3. **Lint** — Monthly health check: "Check all of wiki/. Find contradictions, orphan pages, missing cross-references." Catches errors before they compound.

**How to add sources:**
- **Obsidian Web Clipper** (browser extension) — one click saves any webpage as .md
- **Copy-paste** — create a .md file manually in `raw/articles/` or `raw/notes/`
- **Tell Claude** — "Save this article to raw/" and it will
- **CLI tools** — `yt-dlp` for YouTube transcripts, `summarize` for article summaries

**Quick start:**
1. Find an interesting article
2. Save it to `raw/articles/`
3. Tell Claude: "Process the new file"
4. Read the new wiki pages
5. Ask a question about the topic
6. Repeat

Each cycle takes 2-5 minutes and makes the knowledge base richer.

## Important principles

- **Never modify files in `raw/`** — they are immutable sources of truth
- **The LLM owns `wiki/`** — it creates, updates, and maintains all wiki pages. The user reads them. If the user wants to fix something, they tell the LLM.
- **Keep it flat and simple** — plain markdown files with good schema beats any complex plugin stack
- **Compound your knowledge** — save valuable query answers back into wiki or outputs. Your research compounds together with your sources.
- **Run Lint monthly** — catches errors before they accumulate

## Adapting for non-Obsidian setups

The pattern works with any text editor. Obsidian adds:
- **Graph View** (Cmd/Ctrl+G) — visualizes connections between pages
- **Dataview plugin** — auto-generates tables from frontmatter
- **Web Clipper** — one-click article saving

Without Obsidian, the user still gets the full wiki system — they just browse files in their editor of choice. `[[wiki-links]]` become documentation conventions rather than clickable links.

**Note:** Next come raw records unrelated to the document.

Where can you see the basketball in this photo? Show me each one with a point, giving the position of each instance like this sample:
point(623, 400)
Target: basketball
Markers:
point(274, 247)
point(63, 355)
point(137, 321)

## Adapting for non-Claude-Code setups

The pattern works with any LLM agent that has file access:
- **Cursor** — same workflow, different IDE
- **Codex** — CLI-based, same commands
- **ChatGPT with file uploads** — manual file management, but the wiki pattern still applies
- **Any MCP-capable agent** — as long as it can read/write files

The key file is CLAUDE.md (rename to AGENTS.md or similar for other tools). It's the schema that teaches the LLM how to operate the knowledge base.